Carly stole along the hallway, pausing as she passed the door to the room that Nikolas had told her would be Michael's. She stopped and gazed into the room. They hadn't done anything to it. But if she got visitations, they were not going to be able to stay at the Brownstone, and really... She liked it here.

Nikolas was going to think this was Stefan's idea. But honestly, what else were they supposed to do? House hunt?
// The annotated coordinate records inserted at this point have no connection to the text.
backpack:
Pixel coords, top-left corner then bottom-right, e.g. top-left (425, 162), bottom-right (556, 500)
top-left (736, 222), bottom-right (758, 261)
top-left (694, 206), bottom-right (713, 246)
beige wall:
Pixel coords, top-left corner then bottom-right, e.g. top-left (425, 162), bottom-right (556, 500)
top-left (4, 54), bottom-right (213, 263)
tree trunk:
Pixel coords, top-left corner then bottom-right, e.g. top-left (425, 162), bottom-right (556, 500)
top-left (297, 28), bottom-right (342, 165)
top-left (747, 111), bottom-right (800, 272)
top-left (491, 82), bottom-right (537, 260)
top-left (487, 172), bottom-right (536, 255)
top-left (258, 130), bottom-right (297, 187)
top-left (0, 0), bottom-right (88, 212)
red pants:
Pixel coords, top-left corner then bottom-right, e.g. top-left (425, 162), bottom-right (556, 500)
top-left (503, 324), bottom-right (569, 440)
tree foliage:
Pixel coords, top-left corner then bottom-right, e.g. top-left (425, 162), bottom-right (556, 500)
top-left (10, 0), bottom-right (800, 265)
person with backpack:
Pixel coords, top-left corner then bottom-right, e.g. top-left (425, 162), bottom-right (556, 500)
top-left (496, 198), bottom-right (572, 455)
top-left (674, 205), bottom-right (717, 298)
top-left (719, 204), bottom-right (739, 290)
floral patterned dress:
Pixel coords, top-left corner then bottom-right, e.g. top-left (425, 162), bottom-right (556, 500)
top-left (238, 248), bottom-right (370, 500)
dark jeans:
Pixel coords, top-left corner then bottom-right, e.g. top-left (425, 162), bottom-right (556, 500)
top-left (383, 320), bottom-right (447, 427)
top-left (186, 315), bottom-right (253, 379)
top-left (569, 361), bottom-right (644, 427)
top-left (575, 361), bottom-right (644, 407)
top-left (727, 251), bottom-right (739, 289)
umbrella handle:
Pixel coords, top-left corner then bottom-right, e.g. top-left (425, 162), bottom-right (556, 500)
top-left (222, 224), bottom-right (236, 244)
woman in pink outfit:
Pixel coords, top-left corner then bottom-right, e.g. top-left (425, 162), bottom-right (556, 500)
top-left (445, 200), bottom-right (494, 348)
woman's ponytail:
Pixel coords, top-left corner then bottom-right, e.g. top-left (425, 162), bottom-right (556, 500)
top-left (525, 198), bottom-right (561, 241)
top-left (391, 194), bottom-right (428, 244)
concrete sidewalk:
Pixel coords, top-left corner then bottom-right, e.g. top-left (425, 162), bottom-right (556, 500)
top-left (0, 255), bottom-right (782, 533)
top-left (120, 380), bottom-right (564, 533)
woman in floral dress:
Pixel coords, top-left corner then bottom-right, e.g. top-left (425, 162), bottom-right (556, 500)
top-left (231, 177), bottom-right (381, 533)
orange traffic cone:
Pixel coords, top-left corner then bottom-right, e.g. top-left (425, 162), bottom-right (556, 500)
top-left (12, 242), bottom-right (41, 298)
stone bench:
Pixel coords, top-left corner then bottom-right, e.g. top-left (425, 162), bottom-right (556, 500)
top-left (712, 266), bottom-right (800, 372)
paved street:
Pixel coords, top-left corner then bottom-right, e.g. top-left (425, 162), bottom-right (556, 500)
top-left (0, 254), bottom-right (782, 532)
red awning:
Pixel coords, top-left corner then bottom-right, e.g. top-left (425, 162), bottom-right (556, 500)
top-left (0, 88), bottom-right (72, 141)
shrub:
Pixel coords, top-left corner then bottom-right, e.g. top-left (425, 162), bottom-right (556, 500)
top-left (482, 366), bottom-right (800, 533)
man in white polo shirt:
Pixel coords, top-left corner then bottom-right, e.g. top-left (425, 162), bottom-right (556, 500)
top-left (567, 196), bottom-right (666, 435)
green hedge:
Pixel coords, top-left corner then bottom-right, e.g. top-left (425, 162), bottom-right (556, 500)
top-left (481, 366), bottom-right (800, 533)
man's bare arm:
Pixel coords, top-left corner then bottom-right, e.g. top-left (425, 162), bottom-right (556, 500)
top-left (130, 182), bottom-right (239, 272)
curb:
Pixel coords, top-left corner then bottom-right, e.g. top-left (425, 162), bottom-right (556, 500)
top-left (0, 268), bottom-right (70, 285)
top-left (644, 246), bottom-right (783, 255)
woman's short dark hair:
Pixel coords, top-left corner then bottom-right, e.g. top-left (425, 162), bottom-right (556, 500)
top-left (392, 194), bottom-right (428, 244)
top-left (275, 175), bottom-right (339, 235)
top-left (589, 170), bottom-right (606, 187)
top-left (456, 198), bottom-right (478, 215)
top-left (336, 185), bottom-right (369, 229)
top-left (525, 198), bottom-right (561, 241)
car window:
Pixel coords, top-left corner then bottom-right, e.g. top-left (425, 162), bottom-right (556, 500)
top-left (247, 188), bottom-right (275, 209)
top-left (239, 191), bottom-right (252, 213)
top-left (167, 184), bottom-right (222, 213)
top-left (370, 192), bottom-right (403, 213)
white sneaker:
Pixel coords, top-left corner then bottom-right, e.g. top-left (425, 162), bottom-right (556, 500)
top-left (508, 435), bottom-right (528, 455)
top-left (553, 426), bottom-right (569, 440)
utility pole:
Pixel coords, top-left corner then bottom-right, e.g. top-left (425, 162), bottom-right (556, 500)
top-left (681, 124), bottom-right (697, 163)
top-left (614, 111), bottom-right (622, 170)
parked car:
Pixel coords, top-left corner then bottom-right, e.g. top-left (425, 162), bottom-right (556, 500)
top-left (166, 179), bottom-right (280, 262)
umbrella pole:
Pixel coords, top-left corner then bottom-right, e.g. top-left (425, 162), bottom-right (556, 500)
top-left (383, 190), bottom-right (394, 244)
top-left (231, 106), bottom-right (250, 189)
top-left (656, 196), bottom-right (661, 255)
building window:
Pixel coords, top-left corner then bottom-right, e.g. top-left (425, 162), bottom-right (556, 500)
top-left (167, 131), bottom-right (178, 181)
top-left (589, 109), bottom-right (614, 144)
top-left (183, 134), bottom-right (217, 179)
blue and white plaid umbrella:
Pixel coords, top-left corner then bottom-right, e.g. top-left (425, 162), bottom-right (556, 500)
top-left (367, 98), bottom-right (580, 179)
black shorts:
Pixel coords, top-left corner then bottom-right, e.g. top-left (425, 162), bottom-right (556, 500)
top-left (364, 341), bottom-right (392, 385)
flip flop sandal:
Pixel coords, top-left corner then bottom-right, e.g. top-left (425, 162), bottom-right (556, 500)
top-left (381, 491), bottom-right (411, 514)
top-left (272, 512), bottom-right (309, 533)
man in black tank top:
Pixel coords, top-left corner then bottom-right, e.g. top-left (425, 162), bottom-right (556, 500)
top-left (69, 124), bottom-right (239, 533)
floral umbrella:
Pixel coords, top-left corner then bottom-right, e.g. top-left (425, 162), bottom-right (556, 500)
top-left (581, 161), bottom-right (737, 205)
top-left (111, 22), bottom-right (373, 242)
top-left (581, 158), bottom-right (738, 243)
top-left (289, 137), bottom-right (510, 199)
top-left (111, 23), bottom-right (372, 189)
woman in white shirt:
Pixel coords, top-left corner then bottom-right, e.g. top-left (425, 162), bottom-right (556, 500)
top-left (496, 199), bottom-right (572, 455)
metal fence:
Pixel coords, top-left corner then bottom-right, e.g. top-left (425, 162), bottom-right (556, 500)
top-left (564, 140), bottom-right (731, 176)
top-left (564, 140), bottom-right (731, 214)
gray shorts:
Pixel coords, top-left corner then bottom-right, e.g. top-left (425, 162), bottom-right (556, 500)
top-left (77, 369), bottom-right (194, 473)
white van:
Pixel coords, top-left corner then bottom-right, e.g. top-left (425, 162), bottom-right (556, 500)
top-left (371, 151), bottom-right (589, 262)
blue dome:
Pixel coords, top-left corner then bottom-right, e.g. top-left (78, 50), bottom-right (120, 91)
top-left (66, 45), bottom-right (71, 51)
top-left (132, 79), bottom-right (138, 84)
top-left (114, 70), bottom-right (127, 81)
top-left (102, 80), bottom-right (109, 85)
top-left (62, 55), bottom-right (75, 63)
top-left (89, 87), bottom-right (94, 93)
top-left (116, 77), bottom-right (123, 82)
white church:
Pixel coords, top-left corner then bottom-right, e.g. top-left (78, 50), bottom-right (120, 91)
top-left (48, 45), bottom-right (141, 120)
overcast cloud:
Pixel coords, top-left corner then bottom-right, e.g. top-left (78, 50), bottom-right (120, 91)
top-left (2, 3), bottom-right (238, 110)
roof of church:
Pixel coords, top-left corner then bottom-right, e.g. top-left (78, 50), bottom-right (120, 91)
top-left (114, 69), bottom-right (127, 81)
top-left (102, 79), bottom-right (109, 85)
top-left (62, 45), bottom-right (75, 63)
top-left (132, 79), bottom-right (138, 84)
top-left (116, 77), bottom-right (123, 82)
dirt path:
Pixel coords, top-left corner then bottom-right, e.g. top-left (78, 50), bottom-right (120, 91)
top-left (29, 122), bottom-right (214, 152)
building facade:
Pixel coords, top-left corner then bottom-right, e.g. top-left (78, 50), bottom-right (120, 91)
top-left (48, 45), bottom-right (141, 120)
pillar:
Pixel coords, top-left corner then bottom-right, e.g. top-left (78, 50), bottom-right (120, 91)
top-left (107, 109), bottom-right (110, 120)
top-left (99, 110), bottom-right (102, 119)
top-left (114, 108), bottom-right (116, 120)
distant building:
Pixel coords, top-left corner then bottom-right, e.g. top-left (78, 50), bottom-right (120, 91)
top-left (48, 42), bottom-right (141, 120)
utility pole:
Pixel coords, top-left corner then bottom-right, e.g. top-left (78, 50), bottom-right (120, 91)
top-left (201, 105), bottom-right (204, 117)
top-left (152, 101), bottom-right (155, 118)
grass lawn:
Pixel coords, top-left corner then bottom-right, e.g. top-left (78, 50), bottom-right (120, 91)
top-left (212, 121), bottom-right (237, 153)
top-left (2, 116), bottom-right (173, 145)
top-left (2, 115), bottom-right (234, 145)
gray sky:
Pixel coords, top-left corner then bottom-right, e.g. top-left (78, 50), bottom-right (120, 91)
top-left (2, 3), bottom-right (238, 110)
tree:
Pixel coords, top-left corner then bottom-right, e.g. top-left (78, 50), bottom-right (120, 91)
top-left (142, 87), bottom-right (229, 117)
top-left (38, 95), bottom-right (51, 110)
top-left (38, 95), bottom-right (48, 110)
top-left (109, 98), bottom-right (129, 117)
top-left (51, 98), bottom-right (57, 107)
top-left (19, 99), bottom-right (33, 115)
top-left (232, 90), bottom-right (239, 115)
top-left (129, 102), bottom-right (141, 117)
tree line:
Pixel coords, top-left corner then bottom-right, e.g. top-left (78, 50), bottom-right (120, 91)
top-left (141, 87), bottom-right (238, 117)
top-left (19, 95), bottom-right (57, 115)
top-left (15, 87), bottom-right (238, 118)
Gears already working on when, exactly, she would broach the subject of relocating back to the island, Carly turned and headed towards the bedroom. Maybe she'd get lucky. Maybe he'd suggest it first.

Or maybe he'd be a little less touchy tomorrow.

Speaking of which -- Nikolas was slouched in a chair by the window, staring fixedly into the middle distance. Brooding. Heavily. He didn't seem to have heard her approach so she tapped her nails lightly on the doorjamb.

He turned towards her like he was moving through water, staring at her with a disturbed, bleak look in his eyes. Rather than snapping out of it at the sight of her -- which was his usual response -- he just let his eyes flick over her. Like they wouldn't focus, like he couldn't quite look at her.

"Hey," she raised her eyebrows expectantly. "You were going to catch a nap."

He didn't say anything, just turned his attention back towards the bed. She followed his gaze this time, and noticed her overnight bag sitting on top of the bedspread. He was one step ahead of her, apparently.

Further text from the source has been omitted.